I just performed a zero current calibration, by disconnecting the load side of the shut (also turned off the DC+ rotary isolator to be on the safe side). I also turned off the habitation electrics first. The shunt immediately showed zero current and infinity symbol in “remaining time” on the app, but I did the calibration anyway.

What I did find odd (briefly), is that all the Victron kit remained active & visible in Victron connect including the Venus/rPi & they could all still see the leisure battery voltage.

I quickly realised that is probably because the mains (12/20 IP22) charger was plugged into mains power & so active and the MPPT/Solar was in the sun - So there was power to the bus bars from those chargers. They could all still see the leisure battery voltage because the shunt was still active via its 12v+ meter cable and so reporting the voltage to everything via smart connect (actually Venus as I have removed the smart network).

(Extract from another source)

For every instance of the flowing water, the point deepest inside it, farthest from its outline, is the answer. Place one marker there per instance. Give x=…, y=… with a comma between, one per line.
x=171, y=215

Unfortunately it looks like the slow SOC downward trend and energy in/out still isn’t adding up, so will be checking all the cables and connections next.

I have just been advised on another forum that my 12V - USB hub which powers the rPi might be the issue…

The rPi 4+ is quite power hungry, especially with a multitude of peripherals connected (VE - USB in this case), but that shouldn’t stop the chargers from covering the load.

The hub I am using supports up to 3A, although it was a Chinese special, so that might not be quite true.

Apparently, if the rPi is underpowered it can mess with the data through VE, which in turn can create spurious readings and calculations.

Worth a go, will change the USB power hub for something more powerful/reliable and see if that makes any difference.